The second post will feature the cups, and the third post will feature the Chawan/teabowls. The fourth post will include ordering info for this SO, etc.
Feel free to post in this topic and ask questions.
Michael has titled this SO, “In Praise of Shadows” and offers this explanation …
A few thoughts about the process of creating the works for my Special Offering to the TeaChat Community.
The pieces were Created, Bisqued Fired, Glazed and finally given over to the potential calamity of the violent inferno of the Kiln. All these steps come with a certain level of anticipation and forward visioning, even though I’ve spent decades practicing the discipline to not envision a specific result, it’s hard not too.
The Glaze Firing went well, and despite my attempts to suspend a vision of the work inside the kiln, I was viewing finished works in my head. Upon opening the long cooling kiln I was again, as always surprised. I had visions of pieces with a more “graphic” visual and tactile presence. The kiln had other “visions.”
The kiln’s “vision” was to cause a kind of “forced restraint” upon the work in this firing. I liked the works before me, still too hot to touch, I had time to think. I was being reminded of a valuable lesson as well as being reminded of a short book I read over 30 years ago on Aesthetics, “In Praise of Shadows.”
“In Praise of Shadows”, was written by Jun’ichiro Tanizaki and was originally published in 1933 in Japanese and later translated to English in 1977. The essay consists of 16 sections that discuss traditional Japanese aesthetics in contrast with change. Comparisons of light with darkness are used to contrast Western and Asian cultures.
The West, in its striving for progress, is presented as continuously searching for light and clarity, while the subtle and subdued forms of oriental art and literature are seen by Tanizaki to represent an appreciation of shadow and subtlety. In addition to contrasting light and dark, Tanizaki further considers the layered tones of various kinds of shadows and their power to reflect low sheen materials like gold embroidery, patina and cloudy crystals.

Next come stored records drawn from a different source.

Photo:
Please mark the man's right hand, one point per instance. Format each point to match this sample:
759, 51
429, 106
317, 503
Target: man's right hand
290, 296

The works being offered here require close study to fully appreciate the depth of nuance in the glaze finish. They don’t shout their presence, they are comfortable in the realm of the intimate object.
A brief statement about our featured artisan in his own words …
I am an Architect, Ceramist, Printmaker and Art Educator, living and working in the beautiful San Juan Mountains of Southwest Colorado.
Art is my passion and the true backbone of my existence. I have worked extensively in all types of media, including painting, wood, metal, glass, architecture, ceramics and printmaking. I cannot lay claim to any particular style or genre, as I am primarily interested in nonlinear paths of development in the objects I make. Each step of the art making process is part of a personal inner journey. The common thread that stitches my work together is an overriding desire to be surprised by the outcome, as though I wasn’t present during the process.
For my ceramics I work with various high fire stoneware and porcelain clay bodies that I fire in my custom built gas reduction kilns. My glaze palette consists of various Shinos, Tenmokus, Celadons, Nukas, Chuns and Ash reduction fired glazes.